The Austrian recognised, however, that some might consider it an unsporting gesture to have deprived Bottas of his first win of the season after he had secured pole position.
“Rationally, it was the right call to do,” he said. “(But) Our sporting heart says no.
“At the end, if five points or three points are missing, then you are the biggest idiot on the planet by prioritising Valtteri’s single race result over the championship,” added Wolff.
The question of ‘team orders’, once banned in Formula One but now legal, was discussed before the race with multiple possible scenarios.

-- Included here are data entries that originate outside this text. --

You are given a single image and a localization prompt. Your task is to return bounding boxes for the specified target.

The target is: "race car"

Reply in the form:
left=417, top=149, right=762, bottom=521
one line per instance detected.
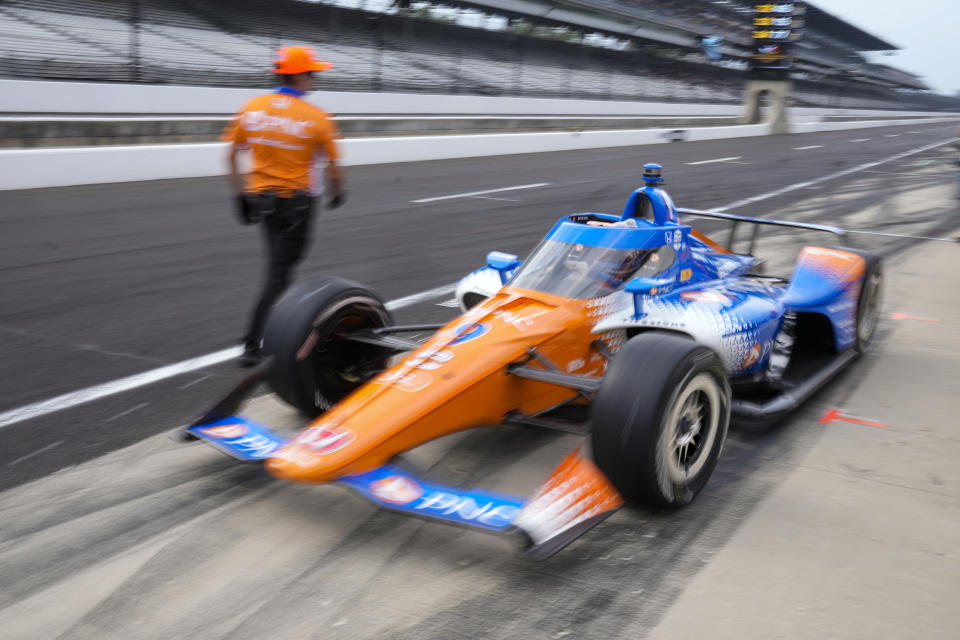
left=176, top=164, right=882, bottom=558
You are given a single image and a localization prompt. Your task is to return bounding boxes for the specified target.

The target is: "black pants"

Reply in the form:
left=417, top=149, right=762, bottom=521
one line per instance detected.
left=243, top=192, right=315, bottom=349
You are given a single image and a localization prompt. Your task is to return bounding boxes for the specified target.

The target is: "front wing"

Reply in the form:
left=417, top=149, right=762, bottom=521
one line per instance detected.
left=183, top=416, right=623, bottom=560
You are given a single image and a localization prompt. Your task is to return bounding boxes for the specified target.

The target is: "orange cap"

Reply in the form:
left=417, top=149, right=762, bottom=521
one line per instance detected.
left=273, top=47, right=333, bottom=74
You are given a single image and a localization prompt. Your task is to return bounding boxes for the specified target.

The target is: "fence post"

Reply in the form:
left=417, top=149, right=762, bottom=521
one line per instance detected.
left=372, top=33, right=383, bottom=91
left=130, top=0, right=142, bottom=82
left=452, top=49, right=463, bottom=93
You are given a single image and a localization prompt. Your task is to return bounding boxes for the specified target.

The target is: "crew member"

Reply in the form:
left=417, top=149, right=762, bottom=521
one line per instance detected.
left=223, top=47, right=346, bottom=366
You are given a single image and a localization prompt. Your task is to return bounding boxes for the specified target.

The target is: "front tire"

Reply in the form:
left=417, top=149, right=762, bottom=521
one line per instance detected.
left=591, top=332, right=730, bottom=507
left=856, top=252, right=883, bottom=353
left=263, top=277, right=392, bottom=417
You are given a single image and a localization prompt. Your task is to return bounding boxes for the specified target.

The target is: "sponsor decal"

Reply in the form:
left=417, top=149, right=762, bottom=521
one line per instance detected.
left=200, top=423, right=250, bottom=440
left=412, top=491, right=520, bottom=529
left=224, top=433, right=283, bottom=459
left=274, top=447, right=320, bottom=467
left=450, top=322, right=490, bottom=346
left=337, top=464, right=524, bottom=531
left=373, top=371, right=433, bottom=393
left=680, top=291, right=733, bottom=307
left=637, top=318, right=687, bottom=329
left=240, top=111, right=313, bottom=140
left=493, top=309, right=546, bottom=331
left=406, top=349, right=453, bottom=371
left=294, top=425, right=357, bottom=456
left=740, top=344, right=763, bottom=369
left=370, top=475, right=423, bottom=504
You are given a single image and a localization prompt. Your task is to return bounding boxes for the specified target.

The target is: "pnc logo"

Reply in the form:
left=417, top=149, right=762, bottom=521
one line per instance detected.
left=200, top=423, right=250, bottom=440
left=370, top=475, right=423, bottom=504
left=680, top=291, right=733, bottom=306
left=740, top=344, right=763, bottom=369
left=296, top=425, right=357, bottom=456
left=450, top=322, right=490, bottom=345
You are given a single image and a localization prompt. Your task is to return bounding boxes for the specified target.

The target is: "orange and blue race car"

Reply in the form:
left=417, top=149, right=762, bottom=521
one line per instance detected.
left=181, top=164, right=882, bottom=558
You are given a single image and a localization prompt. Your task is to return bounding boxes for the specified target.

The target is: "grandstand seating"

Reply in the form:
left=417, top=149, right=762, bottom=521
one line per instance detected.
left=0, top=0, right=956, bottom=108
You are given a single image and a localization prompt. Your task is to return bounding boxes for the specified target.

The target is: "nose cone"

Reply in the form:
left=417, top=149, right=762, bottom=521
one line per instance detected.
left=265, top=424, right=357, bottom=482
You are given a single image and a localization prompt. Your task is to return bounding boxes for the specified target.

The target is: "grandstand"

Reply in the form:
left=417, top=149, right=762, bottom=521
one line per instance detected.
left=0, top=0, right=960, bottom=109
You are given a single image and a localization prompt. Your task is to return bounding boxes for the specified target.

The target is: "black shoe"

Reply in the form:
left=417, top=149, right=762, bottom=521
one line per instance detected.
left=237, top=347, right=263, bottom=367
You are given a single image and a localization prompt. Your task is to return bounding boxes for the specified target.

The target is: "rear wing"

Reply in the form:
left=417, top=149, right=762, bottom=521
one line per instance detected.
left=677, top=208, right=850, bottom=256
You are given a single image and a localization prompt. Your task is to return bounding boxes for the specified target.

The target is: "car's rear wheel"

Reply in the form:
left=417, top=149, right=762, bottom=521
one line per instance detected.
left=263, top=277, right=392, bottom=416
left=591, top=332, right=730, bottom=507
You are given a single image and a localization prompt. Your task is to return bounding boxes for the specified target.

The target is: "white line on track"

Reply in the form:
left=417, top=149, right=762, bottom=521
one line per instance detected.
left=7, top=440, right=66, bottom=467
left=410, top=182, right=550, bottom=204
left=104, top=402, right=150, bottom=422
left=0, top=138, right=958, bottom=432
left=0, top=284, right=456, bottom=428
left=712, top=138, right=958, bottom=212
left=384, top=283, right=457, bottom=311
left=177, top=373, right=210, bottom=389
left=684, top=156, right=743, bottom=165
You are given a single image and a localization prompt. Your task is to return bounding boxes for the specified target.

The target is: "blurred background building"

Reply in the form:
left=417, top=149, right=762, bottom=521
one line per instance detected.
left=0, top=0, right=960, bottom=110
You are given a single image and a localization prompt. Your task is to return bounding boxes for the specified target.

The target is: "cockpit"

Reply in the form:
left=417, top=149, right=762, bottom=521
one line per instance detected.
left=511, top=214, right=676, bottom=300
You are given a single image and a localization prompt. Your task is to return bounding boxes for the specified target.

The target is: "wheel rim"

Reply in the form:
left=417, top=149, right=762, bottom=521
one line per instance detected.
left=304, top=298, right=387, bottom=410
left=857, top=271, right=880, bottom=343
left=661, top=373, right=722, bottom=483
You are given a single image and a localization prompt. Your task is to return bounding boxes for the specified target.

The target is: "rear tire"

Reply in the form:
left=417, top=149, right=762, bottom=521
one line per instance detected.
left=263, top=277, right=392, bottom=417
left=591, top=331, right=730, bottom=507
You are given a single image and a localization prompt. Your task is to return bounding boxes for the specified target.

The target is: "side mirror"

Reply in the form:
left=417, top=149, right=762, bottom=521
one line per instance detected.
left=487, top=251, right=522, bottom=284
left=623, top=278, right=673, bottom=319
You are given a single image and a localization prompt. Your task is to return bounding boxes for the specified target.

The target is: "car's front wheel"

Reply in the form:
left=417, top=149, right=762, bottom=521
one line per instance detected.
left=591, top=332, right=730, bottom=507
left=263, top=277, right=392, bottom=416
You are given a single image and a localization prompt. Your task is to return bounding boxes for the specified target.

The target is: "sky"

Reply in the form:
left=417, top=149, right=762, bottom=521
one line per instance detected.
left=811, top=0, right=960, bottom=95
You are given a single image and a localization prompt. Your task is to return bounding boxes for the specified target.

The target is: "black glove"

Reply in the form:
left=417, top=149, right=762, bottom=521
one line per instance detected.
left=327, top=191, right=347, bottom=209
left=235, top=193, right=260, bottom=224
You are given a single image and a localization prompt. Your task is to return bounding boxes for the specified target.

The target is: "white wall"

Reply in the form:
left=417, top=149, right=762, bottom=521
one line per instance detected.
left=0, top=80, right=935, bottom=117
left=0, top=117, right=958, bottom=190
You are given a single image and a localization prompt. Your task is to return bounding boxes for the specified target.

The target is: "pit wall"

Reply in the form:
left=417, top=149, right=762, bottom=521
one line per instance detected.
left=0, top=80, right=940, bottom=117
left=0, top=80, right=957, bottom=190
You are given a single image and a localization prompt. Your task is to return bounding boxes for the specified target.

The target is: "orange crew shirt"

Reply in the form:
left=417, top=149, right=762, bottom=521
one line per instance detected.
left=221, top=93, right=340, bottom=197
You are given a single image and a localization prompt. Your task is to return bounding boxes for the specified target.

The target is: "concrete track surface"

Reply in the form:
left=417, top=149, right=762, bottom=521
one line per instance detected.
left=0, top=125, right=960, bottom=639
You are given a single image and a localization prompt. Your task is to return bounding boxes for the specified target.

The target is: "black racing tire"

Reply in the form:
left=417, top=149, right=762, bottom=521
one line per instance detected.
left=263, top=277, right=393, bottom=417
left=591, top=331, right=730, bottom=508
left=854, top=251, right=883, bottom=353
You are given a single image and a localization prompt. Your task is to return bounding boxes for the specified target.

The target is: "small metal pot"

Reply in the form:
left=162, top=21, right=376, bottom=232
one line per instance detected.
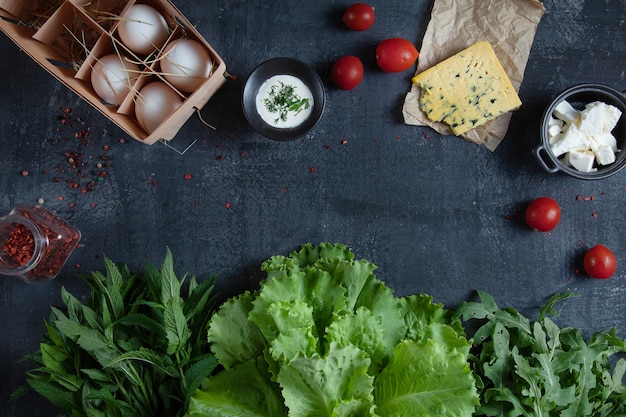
left=533, top=84, right=626, bottom=180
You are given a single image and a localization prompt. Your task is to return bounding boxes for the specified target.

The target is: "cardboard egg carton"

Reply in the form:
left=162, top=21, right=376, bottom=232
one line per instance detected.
left=0, top=0, right=226, bottom=144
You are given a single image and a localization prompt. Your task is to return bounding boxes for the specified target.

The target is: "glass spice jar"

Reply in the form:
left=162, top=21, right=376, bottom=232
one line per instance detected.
left=0, top=205, right=81, bottom=283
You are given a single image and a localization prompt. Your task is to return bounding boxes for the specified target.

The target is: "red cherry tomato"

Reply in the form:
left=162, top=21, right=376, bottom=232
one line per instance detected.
left=525, top=197, right=561, bottom=232
left=583, top=245, right=617, bottom=279
left=330, top=55, right=364, bottom=90
left=376, top=38, right=419, bottom=72
left=342, top=3, right=374, bottom=31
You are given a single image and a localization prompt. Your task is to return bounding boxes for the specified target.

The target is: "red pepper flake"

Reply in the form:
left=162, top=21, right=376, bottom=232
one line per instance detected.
left=576, top=194, right=596, bottom=202
left=2, top=224, right=35, bottom=266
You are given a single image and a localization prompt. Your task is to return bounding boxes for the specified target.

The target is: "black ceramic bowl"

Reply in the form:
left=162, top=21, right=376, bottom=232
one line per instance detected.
left=533, top=84, right=626, bottom=180
left=242, top=58, right=326, bottom=141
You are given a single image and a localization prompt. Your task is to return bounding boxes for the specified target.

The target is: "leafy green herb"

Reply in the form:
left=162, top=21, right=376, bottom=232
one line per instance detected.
left=14, top=249, right=216, bottom=417
left=456, top=291, right=626, bottom=417
left=187, top=243, right=478, bottom=417
left=263, top=81, right=311, bottom=123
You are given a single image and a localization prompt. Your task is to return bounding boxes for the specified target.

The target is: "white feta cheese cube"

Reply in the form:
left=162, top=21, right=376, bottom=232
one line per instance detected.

Wolff said he had also spent a sleepless night, mindful of the global controversy triggered when Ferrari ordered Brazilian Rubens Barrichello to cede the lead to team mate Michael Schumacher in Austria in 2002.
Barrichello did so at the final corner, with the crowd in uproar.
“I spent half the night yesterday thinking about the situation and thinking about Austria in 2002 and the implication for the brand. It’s a super-tough call to make,” said Wolff.
Sunday’s race ultimately drew significantly less ire, with Hamilton inviting Bottas to join him on the top step of the podium while recognising the victory felt somewhat hollow.
Wolff said Bottas understood the situation, even if he did not like it.
“What we discussed this morning was if he were in Lewis’s situation, would he expect the team to work for him? And the answer is clearly yes,” he said.
“So he understands that. But in his heart, and in the same way my heart and Lewis’s heart and all of our hearts, it just doesn’t feel right that he didn’t win the race because he was the guy on track and in the lead.”